Dear Alan Kadin,
if what you have analysed is a profound truth, then the illusions you spoke of not only hide profound truths, but they also can reveal them. Therefore illusion seems to me the wrong term for a mind that is able to look behind the curtain. Indeed, there is no contradiction between a physical brain, hiding some irrelevant things according to Darwinian evolution and a brain revealing that this may be the case.
The question is whether what we call mind is an illusion, due to the reasons you gave in your essay and in the comments above. If the mind is an illusion, how can you be sure that your analysis meets reality. Because your analysis has no direct impact on your survival, and therefore must not necessarily meet reality. Surely, the illusion of consciousness may have been invented in the first place due to surival aspects of evolution and at present can be used to ponder about other things and imagine some possibilities. But if it was indeed invented in the first place without a causal role, how can it be now used to look behind the curtain? Wouldn't this 'look' not also be suspicious to be only an illusion? In your analysis, the real data processing is not done by the tip of the iceberg, how can you be sure that the results of your data processing meet reality? And if the real data processing isn't done by the tip of the iceberg, why has nature invented this tip of the iceberg, if it does not do anything other than believing in illusions?

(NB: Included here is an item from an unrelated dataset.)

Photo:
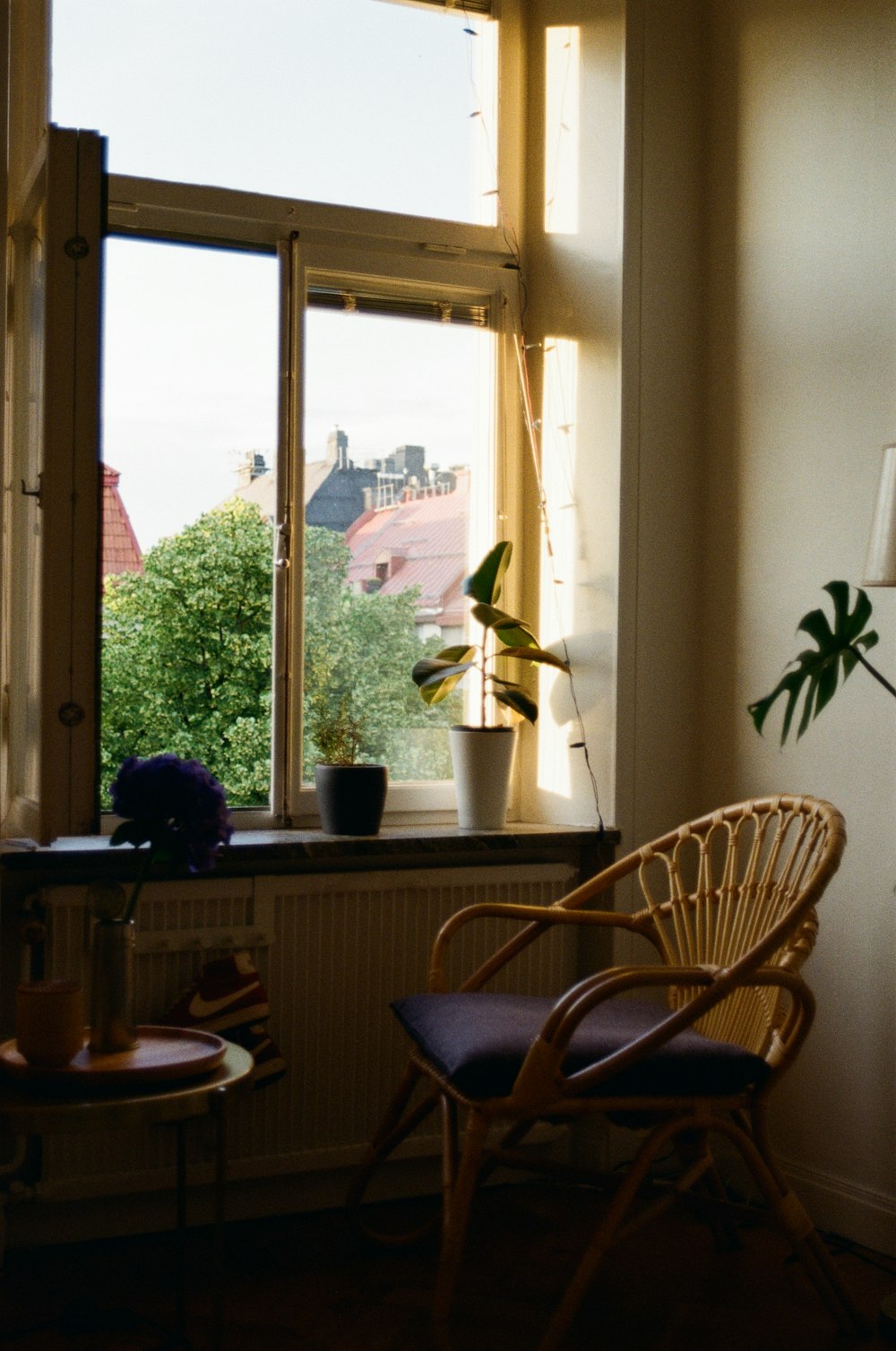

If mind and brain are gradually different (mind associated with activity/energy, brain associated with matter/activity), it is no wonder that the brain can influence the mind and vice versa. But besides this, you write that intentionality is an illusion. I do not understand what the illusory part should be here. I assume you use the false term here and what you really mean is that, although a subject may feel intentions, they are products of a deterministically working brain and therefore illusions and no free choices. If the mind and with it intentionality are really illusions, why should nature have invented them? How does the illusion of intentionality makes a data processing task in a highly complex environment more rapid? Also i cannot see how the illusion of intentionality enhances adaptation to the environment. Why can't the whole machinery not work in the same manner and efficiency without consciousness? I mean, if consciousness is really the tip of the iceberg (surely in some sense it really is, because there also exists the unconcious realms), generated by the brain and the latter described as pure data processing, why does evolution then need an illusion that only accompanies a data processing device, without having some causal powers?
Are you sure you do not overact with taking consciousness, human intelligence, intentions, wishes and aims just as data processing streams, generated by an exclusively only mechanistically operating machinery? I think your answer is no, and i wonder how artificial intelligence would answer the contest's questions. Mabe it would not attribute only the need for importance to the chairman, but also his need of having the illusion of control. Control illusions are indeed very widespread, but i think they have less to do with agency, but with fear. And it could well be that in an open world where there are many uncertainties and ambiguities, even scientists have an unconscious need for a unique worldview and choose the one which they consider most reliable. And what could be more reliable than a solid machinery with wheels, pumps, bars and levers about which we know how they work and what they can do and can't.